# Separation Anxiety



## fatherof3 (Jan 13, 2009)

I have posted here before and you can read my previous post if need be.

I moved out a couple of weeks ago, and am in the process of figuring out the separation papers. I see my wife and kids everyday till ten oclock and then i stay at a family members.Except weekends, we are splitting those at the family home. I was curious as to how many people go through separation anxiety, i miss them very much. It does get a little easier at moments, and each day seems to make me a little stronger, i just miss my things, my house, my kids, my sink the list could go on and on. I have serioulsy considered anti depressant meds, but i am not one who likes medication.Has this helped anyone else?


----------



## justean (May 28, 2008)

a trip to the doctors for a little chat might help. if your feeling bad , but dont want to try a mild anti depressive tablet, then why dont you try your own placebo. 
buy yourself a packet of mints or some boiled sweet. everytime you feel unsure , train your brain as if its a positive pil.
your feelings are really normal. i promise.
you wil have good days and bad days.
a year ago i had a bad stroke like reaction to a shoulder injection - 
however i was prescribed amitryptiline. its a calmer and i was prescribed it for pain and it helped me to sleep. 
my circumstances are better with pain etc.
but i am a nurse and i stil take the tab now and again when the pain starts , but i do take it for very sleepless nights now and again.
at the moment your not in a good place in your heart.
your emotions are haywire at this time and you have to allow the grieving process and healing process to take its course.
a suggestion - def get a hobby.
take the kids out and socialise.
these are also placesbos. because they keep you busy .
at the moment your not liking yourself and you feeling lonely. 
but you wil find you wil have to find peace again to move on and like yourself.


----------



## PerfectTiming (Feb 20, 2009)

$hit, Im right there with ya- but Im the girl version! Sorry.. I swear it feels like its way easier on him than it is on me, but I know thats insane to think he could just leave and then have a great evening.. We WANT to work it out, so it might be a bit different-- BUT, how about limiting the time? Its hard to hang out and act family RIGHT up till bedtime and KNOW your going to be tucking yourself in.. God, thats the hardest.. Is it possible to taper off a bit?? Give yourself some ME time?? Some decompress and clarity time? Not like days on end, but not allllll night long every day??


----------



## Malibu17 (Nov 30, 2007)

I fully understand what you're going through, since may wife and I have been separated over 11 months now. We still talk a few times a week, concerning our kids, but it's VERY difficult. As much as I'd like for us to resolve our issues and reconcile, I know it won't happen...
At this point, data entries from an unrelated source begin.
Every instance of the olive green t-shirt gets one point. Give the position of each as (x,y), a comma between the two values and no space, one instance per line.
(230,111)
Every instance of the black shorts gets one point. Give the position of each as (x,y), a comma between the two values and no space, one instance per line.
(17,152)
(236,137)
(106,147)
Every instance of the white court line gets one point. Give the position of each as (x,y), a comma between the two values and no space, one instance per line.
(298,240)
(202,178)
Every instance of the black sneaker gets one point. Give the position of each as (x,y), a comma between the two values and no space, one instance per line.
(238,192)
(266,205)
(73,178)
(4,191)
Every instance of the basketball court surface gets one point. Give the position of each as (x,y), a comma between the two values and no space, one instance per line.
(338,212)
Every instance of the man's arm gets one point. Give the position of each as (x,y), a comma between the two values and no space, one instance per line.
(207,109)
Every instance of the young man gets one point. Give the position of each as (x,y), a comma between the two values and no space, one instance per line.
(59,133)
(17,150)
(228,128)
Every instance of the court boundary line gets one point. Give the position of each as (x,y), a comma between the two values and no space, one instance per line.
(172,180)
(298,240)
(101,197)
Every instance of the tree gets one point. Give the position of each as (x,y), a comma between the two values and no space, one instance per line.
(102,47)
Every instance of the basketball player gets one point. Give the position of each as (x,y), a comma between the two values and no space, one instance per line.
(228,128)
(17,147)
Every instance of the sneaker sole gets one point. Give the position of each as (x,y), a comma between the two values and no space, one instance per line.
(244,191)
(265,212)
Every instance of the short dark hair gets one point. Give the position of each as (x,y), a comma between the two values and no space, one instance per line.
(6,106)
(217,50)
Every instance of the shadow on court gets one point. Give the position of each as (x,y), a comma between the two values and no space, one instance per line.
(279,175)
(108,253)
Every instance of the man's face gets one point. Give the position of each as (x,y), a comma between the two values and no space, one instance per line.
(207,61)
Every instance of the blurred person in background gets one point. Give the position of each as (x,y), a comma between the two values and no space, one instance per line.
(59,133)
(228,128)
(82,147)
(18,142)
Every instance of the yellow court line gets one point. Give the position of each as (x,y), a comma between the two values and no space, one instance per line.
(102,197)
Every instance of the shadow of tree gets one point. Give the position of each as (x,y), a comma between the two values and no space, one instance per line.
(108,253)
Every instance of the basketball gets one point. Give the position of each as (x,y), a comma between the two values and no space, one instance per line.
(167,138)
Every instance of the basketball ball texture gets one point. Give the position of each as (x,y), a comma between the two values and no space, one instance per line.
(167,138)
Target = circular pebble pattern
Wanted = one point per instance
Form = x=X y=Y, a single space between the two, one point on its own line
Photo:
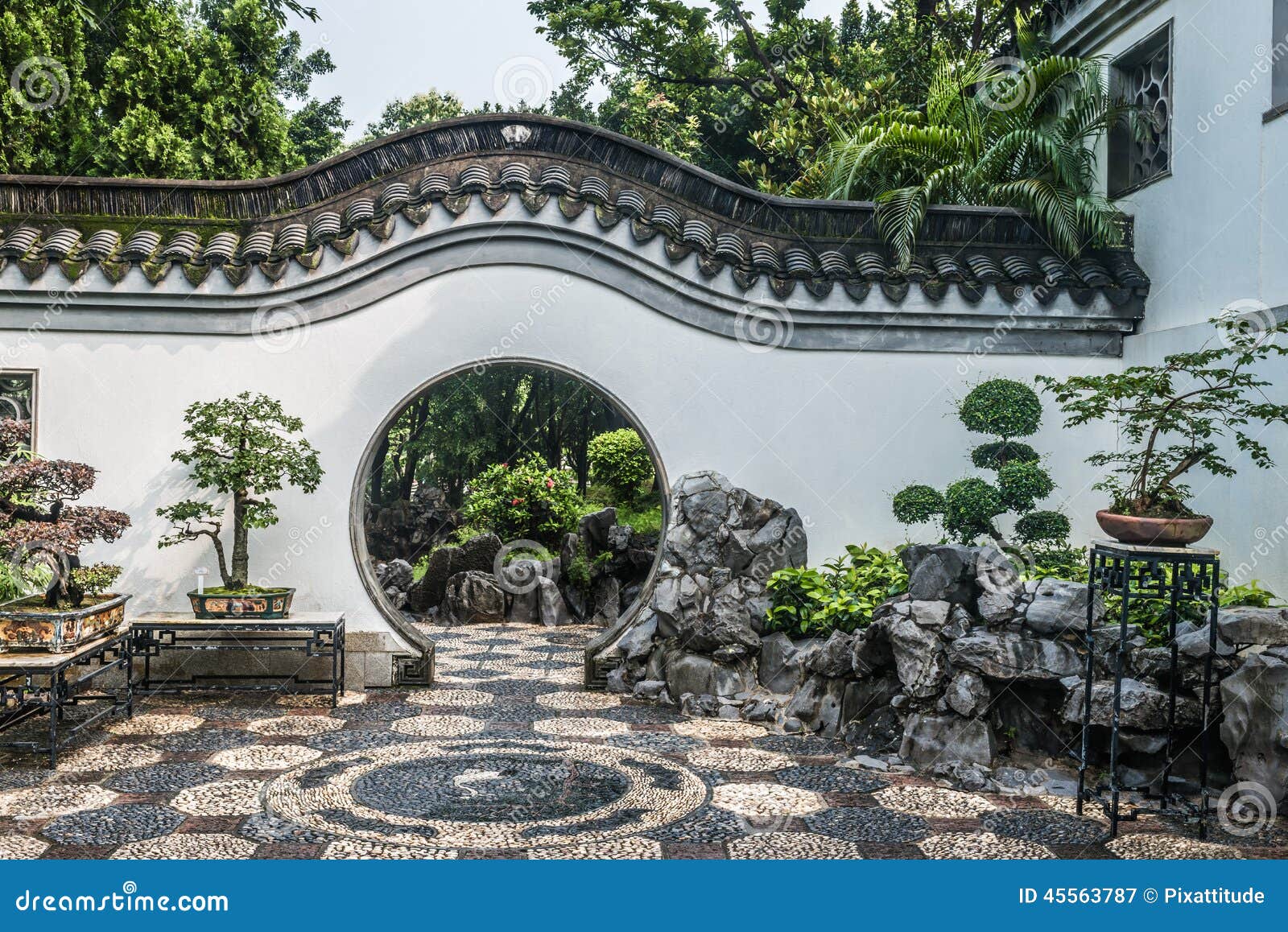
x=573 y=792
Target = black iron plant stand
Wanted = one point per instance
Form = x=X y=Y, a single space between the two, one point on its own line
x=1175 y=575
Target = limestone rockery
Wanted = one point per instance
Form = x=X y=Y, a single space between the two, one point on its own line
x=970 y=663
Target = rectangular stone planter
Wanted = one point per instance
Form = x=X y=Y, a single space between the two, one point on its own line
x=276 y=604
x=60 y=631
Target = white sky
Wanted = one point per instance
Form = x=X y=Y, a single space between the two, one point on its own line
x=480 y=49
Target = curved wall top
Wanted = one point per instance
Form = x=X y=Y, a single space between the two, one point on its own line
x=201 y=257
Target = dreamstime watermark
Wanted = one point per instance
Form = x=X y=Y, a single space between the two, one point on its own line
x=521 y=565
x=1008 y=84
x=40 y=83
x=302 y=539
x=543 y=300
x=1249 y=322
x=523 y=80
x=1262 y=67
x=1247 y=809
x=280 y=328
x=762 y=328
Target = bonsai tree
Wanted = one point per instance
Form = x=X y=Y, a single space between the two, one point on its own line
x=1005 y=410
x=1172 y=418
x=240 y=448
x=36 y=517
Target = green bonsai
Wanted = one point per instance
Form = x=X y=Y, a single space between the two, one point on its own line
x=242 y=447
x=1172 y=418
x=968 y=507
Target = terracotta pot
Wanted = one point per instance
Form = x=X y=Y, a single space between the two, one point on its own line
x=1154 y=532
x=276 y=604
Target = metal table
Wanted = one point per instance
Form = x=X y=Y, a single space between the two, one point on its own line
x=34 y=684
x=316 y=633
x=1171 y=575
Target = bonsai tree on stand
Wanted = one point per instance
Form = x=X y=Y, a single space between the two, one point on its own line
x=1170 y=420
x=240 y=448
x=36 y=517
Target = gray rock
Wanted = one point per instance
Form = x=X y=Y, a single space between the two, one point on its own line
x=966 y=694
x=594 y=528
x=1060 y=605
x=1247 y=625
x=1255 y=729
x=818 y=704
x=782 y=662
x=834 y=657
x=701 y=674
x=1006 y=655
x=473 y=597
x=919 y=655
x=1144 y=707
x=940 y=571
x=933 y=739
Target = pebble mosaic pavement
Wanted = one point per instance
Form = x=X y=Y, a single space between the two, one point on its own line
x=506 y=757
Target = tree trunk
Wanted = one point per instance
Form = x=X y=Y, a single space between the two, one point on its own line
x=240 y=571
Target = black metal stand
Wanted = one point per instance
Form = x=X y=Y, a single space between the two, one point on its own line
x=316 y=639
x=1133 y=573
x=36 y=684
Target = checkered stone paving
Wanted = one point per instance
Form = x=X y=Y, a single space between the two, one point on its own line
x=508 y=756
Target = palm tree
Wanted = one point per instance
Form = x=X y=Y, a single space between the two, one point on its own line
x=1009 y=137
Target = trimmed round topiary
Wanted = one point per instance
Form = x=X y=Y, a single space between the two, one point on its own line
x=621 y=461
x=995 y=456
x=970 y=506
x=1023 y=485
x=1049 y=528
x=1001 y=407
x=918 y=505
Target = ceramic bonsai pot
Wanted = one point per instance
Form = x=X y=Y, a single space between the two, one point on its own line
x=60 y=631
x=1154 y=532
x=270 y=604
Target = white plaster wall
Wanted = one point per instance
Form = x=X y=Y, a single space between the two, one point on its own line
x=828 y=433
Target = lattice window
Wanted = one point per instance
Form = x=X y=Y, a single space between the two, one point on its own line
x=1143 y=76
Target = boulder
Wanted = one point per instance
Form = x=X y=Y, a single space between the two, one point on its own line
x=702 y=676
x=473 y=597
x=929 y=739
x=1255 y=729
x=1247 y=625
x=1060 y=605
x=942 y=571
x=1006 y=655
x=1144 y=707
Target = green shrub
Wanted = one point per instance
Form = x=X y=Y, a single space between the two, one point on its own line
x=525 y=500
x=840 y=596
x=620 y=460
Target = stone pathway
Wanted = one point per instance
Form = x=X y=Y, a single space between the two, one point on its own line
x=506 y=757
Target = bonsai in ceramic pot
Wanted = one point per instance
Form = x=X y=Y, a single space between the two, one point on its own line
x=240 y=450
x=43 y=532
x=1176 y=419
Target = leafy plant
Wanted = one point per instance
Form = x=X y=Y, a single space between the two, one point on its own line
x=989 y=135
x=244 y=448
x=1172 y=418
x=969 y=506
x=526 y=500
x=839 y=596
x=38 y=513
x=621 y=461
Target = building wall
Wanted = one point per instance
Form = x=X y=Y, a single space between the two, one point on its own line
x=828 y=433
x=1214 y=234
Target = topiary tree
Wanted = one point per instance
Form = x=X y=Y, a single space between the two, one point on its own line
x=242 y=447
x=36 y=513
x=969 y=507
x=621 y=461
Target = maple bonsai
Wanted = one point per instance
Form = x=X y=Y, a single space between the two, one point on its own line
x=242 y=447
x=38 y=515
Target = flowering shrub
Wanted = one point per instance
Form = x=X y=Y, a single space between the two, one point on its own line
x=525 y=500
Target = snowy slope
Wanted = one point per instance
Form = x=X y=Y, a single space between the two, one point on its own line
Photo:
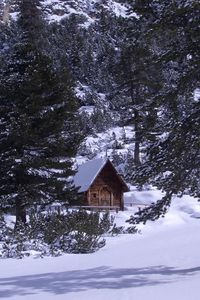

Separation can be and is a lonely time where you'll experience a wide variety of emotions, but it will get easier as time goes by. You'll have your good days and bad, but know there are many others experiencing what you're going through.


----------



## 1nurse (Jan 21, 2009)

Why don't you join a local support group or try therapy? Drugs only mask your emotional symptoms. You need to deal with your feelings real, raw and right now. Emotionally you need to heal as well. Too many people on antidepressants right now. Some of them actually have opposite effect and make depression worse. Others become dependent. You don't still need to be on antidepressants 5 or 10 years from now. Speak to your doctor as to your best options. Best of luck to you.


----------



## fatherof3 (Jan 13, 2009)

perfect timing,
I have actually thought about skipping one day during the week, or leaving before they go to bed, but it's hard to find the strength to do it, there my kids to and i want them with me....As far as me leaving and having a good time, i can assure you a good evening is the last thing i will have, and i doubt your h is enjoying his either, but goodluck on working it out.